The news comes as the UK looks to overhaul its food policy as it is set to leave three separate but overlapping European institutions which have underpinned the UK’s policy for the last 40 years:
- The European Union and its Common Agricultural Policy - which sets the framework for farming subsidies and sets standards in food regulation and environmental protections.
- The Single Market, which also enables the free trade and distribution of food produce and free migration of workers. EU-born staff represent 20% of the permanent farming workforce and 90% of the seasonal workforce harvesting fruit and vegetables.
- The Customs Union, which places a shared tariff and quotas on goods like New Zealand lamb or American soy beans to participating countries, from areas outside the bloc.
Sir Ian will lead the Commission’s work on what a new system could look like: protecting standards and securing food supply; reforming public investment and the livelihoods of rural communities, and making the most of any new trading opportunities.
As Chair, Sir Ian will oversee a two-year programme, supported by the RSA in a secretariat capacity, which will:
- Develop a mandate for change for food, farming and the countryside for the UK.
- Shape a food, farming and countryside system that is fairer, and aligns more closely with UK population's expectations and values.
- Demonstrate how national policy can achieve change at local level.
Sir Ian Cheshire, Chair of the RSA’s Commission on Food, Farming and the Countryside, said:
“I’m delighted to be chairing this landmark Commission which couldn’t be timelier.
We will recommend how the UK should shape its food, farming and countryside policy and practice after Brexit, as a country which imports 40% of its food and where, until now, EU policy has defined the farming sector and our natural rural landscapes.
Leaving the Common Agricultural Policy will mean we need a whole new approach to how government ensures rural land – about 70% of which is farmed – delivers the greatest long-term benefit to UK society.
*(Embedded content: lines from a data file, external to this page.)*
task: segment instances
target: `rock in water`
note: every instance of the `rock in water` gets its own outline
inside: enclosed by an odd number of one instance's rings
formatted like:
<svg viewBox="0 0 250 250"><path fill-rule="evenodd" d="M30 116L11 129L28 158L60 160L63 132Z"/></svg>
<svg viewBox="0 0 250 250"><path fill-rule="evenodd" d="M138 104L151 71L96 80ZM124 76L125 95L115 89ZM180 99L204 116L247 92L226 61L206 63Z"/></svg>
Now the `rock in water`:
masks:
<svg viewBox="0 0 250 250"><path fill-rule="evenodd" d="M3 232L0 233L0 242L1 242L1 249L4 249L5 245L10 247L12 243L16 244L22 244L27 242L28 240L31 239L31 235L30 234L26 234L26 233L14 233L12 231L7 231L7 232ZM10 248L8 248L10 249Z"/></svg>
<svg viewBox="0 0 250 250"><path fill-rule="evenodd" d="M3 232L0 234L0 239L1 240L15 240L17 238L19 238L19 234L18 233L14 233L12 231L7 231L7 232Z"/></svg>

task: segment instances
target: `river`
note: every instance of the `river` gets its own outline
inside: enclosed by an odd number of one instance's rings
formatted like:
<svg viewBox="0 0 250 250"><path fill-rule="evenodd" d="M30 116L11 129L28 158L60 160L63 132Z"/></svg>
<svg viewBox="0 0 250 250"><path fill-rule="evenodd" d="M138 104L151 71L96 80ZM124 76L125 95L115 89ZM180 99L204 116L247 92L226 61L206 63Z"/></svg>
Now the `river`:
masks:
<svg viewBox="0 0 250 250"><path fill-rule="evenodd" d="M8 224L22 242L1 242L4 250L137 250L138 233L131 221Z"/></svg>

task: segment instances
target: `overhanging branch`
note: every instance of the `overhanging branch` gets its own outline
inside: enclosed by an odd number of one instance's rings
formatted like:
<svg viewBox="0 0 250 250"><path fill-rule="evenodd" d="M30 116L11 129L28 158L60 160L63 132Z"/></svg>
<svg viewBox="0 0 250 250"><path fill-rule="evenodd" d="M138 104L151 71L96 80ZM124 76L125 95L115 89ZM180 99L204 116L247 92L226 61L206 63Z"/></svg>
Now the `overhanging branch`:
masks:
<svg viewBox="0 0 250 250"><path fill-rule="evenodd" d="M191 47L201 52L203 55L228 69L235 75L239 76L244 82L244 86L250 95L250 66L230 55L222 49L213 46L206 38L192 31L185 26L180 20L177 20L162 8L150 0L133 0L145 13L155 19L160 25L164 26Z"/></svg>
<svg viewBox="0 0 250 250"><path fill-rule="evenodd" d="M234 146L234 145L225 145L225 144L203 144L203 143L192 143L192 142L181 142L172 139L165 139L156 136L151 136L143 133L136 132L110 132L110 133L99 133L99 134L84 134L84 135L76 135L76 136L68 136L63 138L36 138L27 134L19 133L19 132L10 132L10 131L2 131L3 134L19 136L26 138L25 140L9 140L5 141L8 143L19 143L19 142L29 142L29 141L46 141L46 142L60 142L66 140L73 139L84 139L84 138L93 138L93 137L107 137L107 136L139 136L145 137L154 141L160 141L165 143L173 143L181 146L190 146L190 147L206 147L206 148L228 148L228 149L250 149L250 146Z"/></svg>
Our food system is at the centre of this debate, and there are significant implications for the UK’s nations, regions and communities.
All this is against a backdrop of climate change, emerging aspirations on future trade policy, and our ever-evolving relationship to what we eat.
I’m looking forward to engaging with citizens, producers, consumers and businesses, and those representing the immense diversity of groups with a particular interest. Every one of us has a stake in navigating this vital aspect of Brexit, and to start to better understand how our choices shape the food, on our plates. A sustainable future for our countryside and our farming sector is a once-in-a-generation opportunity.”
Sir Ian Cheshire biography:
Sir Ian Cheshire is Chairman of Barclays UK and of Debenhams PLC. He also works with government departments across Whitehall in his role as Government Lead Non-Executive.
He worked for the home improvement retailing group Kingfisher PLC between 1998 and 2015, including 7 years as Group Chief Executive. He was also a trustee of Business in the Community, Chair of the British Retailing Consortium, and Chair of the Cambridge Institute for Sustainability Leadership’s Advisory Board.
He currently sits on the World Wildlife Fund’s Council of Ambassadors and is a trustee of the Prince of Wales’s Charitable Foundation.
In 2011, Sir Ian headed up the Ecosystem Markets Task Force, an independent, business-led programme which brought together experts from a range of sectors to look at how UK businesses can drive sustainable economic growth and profits. He was also a member of the government-appointed Business Taskforce, which published recommendations and principles for cutting EU red tape in 2013.
Sir Ian was knighted in 2014 for his services to business, sustainability and the environment. He is also a Chevalier of the Ordre National du Merite (National Order of Merit) of France and has won a number of awards for his contributions to retailing and sustainable business, including the Fortune WEF award for leadership in the circular economy and Sustainable Business Leader of the Year. Sir Ian is Fellow of the RSA.
Ash Singleton, email@example.com, 07799 737 970.
Notes to editors:
The Royal Society for the encouragement of Arts, Manufacturing and Commerce (The RSA) Commission into Food, Farming and the Countryside will be formally launched in London on 1 November.
The RSA’s history of supporting agricultural innovation stretches back to the 18th Century, and in recent decades the RSA has hosted a number of influential inquiries and Commissions, looking at issues from environmental sustainability to inclusive models of economic growth.
The Commission is financed via a major two-year grant from the Esmee Fairbairn Foundation. Esmée Fairbairn Foundation aims to improve the quality of life for people and communities throughout the UK both now and in the future. We do this by funding the charitable work of organisations who are building an inclusive, creative and sustainable society.